NITI Aayog Urges Focus on Semiconductor Design and Packaging Over Wafer Race

A report released by NITI Aayog on Friday has advised India to prioritise semiconductor design and packaging over the highly competitive wafer fabrication race, a strategic shift that carries significant implications for the technology and business sectors in T Nagar and the wider Chennai area. The report suggests the country should focus on its current strengths to aim for global leadership in design, outsourced semiconductor assembly and testing (OSAT), advanced packaging, and critical semiconductor materials.
This policy recommendation contrasts with the government's rhetoric and the stated goals of ISM 2.0, which was announced in February and featured a roadmap for advanced manufacturing of 3 and 2 nanometre technology nodes. Instead, NITI Aayog argued that capital allocation and talent should be prioritised based on strategic importance and integration into the global value chain.

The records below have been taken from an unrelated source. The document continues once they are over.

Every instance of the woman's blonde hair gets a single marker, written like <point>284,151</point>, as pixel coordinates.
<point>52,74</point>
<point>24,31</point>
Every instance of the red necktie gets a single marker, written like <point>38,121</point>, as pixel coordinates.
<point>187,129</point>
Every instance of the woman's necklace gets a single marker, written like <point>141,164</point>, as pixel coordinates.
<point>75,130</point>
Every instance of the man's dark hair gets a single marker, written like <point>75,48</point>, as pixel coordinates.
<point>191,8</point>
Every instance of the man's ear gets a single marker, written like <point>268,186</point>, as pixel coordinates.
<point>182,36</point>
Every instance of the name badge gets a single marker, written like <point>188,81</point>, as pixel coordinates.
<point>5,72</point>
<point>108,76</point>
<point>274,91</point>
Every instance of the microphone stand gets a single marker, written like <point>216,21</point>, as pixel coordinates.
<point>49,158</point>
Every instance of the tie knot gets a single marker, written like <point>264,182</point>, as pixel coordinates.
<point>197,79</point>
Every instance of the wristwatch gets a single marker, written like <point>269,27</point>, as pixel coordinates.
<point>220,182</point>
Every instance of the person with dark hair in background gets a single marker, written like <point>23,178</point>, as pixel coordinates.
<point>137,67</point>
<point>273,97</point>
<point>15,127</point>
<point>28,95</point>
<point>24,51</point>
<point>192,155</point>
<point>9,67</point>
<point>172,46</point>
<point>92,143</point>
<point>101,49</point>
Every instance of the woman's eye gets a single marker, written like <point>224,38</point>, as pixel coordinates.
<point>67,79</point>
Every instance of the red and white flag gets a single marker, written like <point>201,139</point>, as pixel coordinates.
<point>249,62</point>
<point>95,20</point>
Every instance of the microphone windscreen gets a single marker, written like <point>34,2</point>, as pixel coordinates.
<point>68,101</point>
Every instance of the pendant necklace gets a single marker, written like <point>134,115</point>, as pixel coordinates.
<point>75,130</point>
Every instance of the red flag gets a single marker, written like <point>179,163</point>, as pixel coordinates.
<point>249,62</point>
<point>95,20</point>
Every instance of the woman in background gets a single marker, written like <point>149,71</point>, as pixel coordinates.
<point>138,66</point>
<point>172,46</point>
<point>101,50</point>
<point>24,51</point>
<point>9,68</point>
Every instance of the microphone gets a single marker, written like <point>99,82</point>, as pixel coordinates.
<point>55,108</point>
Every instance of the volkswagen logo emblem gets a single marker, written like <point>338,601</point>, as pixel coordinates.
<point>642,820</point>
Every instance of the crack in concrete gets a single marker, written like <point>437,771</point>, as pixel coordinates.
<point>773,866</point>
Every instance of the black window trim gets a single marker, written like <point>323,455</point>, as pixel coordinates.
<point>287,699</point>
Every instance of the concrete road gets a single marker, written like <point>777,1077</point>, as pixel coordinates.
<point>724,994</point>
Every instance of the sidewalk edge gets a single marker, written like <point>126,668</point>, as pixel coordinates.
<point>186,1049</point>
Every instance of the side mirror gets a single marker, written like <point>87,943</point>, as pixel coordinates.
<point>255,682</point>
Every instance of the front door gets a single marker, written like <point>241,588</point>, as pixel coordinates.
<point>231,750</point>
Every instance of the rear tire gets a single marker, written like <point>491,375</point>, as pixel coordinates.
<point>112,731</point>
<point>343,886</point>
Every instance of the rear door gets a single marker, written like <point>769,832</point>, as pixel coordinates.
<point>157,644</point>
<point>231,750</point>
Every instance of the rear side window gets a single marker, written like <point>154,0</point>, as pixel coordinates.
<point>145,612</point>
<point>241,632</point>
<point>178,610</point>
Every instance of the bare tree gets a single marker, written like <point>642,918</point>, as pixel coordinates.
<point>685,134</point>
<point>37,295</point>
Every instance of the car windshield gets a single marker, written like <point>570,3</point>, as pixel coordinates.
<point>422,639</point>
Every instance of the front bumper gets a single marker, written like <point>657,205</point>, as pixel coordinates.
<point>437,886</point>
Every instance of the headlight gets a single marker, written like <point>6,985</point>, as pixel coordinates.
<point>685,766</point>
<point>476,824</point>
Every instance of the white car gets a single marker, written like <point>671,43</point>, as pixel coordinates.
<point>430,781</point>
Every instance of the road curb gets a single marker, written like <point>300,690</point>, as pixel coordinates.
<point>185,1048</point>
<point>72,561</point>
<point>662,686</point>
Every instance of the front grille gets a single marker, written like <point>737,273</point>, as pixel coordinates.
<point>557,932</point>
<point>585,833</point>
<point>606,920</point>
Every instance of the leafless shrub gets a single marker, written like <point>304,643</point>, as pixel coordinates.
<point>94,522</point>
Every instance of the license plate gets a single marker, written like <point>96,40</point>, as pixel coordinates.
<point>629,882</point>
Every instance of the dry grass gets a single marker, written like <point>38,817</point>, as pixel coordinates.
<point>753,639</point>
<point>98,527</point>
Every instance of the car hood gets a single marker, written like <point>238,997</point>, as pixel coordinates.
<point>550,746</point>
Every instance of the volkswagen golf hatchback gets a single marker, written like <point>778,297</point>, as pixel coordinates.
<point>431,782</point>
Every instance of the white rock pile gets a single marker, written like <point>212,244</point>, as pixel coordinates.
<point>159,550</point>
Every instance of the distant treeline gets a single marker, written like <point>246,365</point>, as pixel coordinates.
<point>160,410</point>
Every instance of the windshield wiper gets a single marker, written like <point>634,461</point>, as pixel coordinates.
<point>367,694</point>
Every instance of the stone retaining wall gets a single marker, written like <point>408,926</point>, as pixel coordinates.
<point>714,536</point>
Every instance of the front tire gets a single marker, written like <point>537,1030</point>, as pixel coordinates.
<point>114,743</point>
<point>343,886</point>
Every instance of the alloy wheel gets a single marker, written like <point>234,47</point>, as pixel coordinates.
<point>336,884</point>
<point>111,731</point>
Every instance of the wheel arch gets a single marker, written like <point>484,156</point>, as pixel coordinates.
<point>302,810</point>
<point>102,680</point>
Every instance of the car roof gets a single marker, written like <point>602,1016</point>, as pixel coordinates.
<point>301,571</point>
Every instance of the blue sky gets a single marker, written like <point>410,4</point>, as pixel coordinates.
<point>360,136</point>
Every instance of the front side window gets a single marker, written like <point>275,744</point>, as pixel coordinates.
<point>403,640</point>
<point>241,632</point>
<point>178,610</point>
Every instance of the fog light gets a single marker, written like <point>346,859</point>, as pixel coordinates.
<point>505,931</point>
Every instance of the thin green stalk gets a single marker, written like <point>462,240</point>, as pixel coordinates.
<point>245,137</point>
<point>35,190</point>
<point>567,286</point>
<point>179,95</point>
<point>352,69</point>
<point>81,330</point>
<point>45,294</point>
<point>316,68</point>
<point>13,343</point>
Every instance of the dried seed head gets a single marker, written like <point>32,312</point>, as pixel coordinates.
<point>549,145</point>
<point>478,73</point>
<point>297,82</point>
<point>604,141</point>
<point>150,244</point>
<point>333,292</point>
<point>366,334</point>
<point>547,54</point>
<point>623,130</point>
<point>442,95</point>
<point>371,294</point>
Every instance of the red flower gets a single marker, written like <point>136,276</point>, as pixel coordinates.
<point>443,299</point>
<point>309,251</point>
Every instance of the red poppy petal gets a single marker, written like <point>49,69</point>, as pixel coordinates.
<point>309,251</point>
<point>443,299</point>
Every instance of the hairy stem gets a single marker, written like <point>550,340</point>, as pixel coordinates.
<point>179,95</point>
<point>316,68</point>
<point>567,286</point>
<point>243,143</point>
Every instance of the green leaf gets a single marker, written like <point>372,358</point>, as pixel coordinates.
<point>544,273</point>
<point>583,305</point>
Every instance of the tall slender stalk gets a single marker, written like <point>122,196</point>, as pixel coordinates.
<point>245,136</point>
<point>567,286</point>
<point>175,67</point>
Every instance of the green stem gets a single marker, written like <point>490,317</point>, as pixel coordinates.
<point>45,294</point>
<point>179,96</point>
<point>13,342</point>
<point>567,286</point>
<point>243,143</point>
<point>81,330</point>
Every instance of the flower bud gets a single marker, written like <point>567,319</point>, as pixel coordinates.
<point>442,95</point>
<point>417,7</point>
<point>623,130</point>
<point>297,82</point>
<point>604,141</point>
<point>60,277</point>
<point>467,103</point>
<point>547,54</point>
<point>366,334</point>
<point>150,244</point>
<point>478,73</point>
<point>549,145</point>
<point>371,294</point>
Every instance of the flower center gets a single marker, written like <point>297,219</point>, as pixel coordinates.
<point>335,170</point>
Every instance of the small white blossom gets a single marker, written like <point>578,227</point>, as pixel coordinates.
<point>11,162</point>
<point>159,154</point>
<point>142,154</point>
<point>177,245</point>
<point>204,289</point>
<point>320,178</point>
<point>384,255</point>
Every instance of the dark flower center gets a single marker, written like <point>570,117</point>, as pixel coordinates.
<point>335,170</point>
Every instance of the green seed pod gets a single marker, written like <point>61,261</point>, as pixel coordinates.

According to the report, India should pivot away from trying to catch up in the foundry race. It recommended focusing on advanced packaging, system integration, and manufacturing scale, which it noted are as important as transistor nodes in the current era.
The report urged the country to be selective and pragmatic regarding advanced technology nodes. It highlighted that mature-node logic, speciality analogue, mixed-signal chips, and compound semiconductors like Silicon Carbide (SiC) and Gallium Nitride (GaN) are what matter most to India's economy, as they power the country's industrial and strategic sectors.
Industry experts shared varying perspectives on the recommendations. Raja Manickam, the founder of iVP Semi, agreed that India should target well-defined, high-value, mature foundational semiconductor products rather than cutting-edge ones. He noted that power semiconductors, simple logic, and catalogue chips are easier to design and manufacture, have strong existing demand, and require a lower capital expenditure of roughly $400 million to $500 million.
Manickam added that these foundational chips can generate large volumes, helping India learn manufacturing at scale and attracting a supporting ecosystem of equipment makers and chemical suppliers. He suggested treating advanced node goals as longer-term objectives.
However, Ashok Chandak, president of IESA and SEMI India, cautioned against creating an artificial distinction between mature nodes and advanced technologies. While agreeing that design, packaging, and mature-node segments can deliver near-term global relevance, Chandak stated that a successful semiconductor ecosystem requires both capabilities.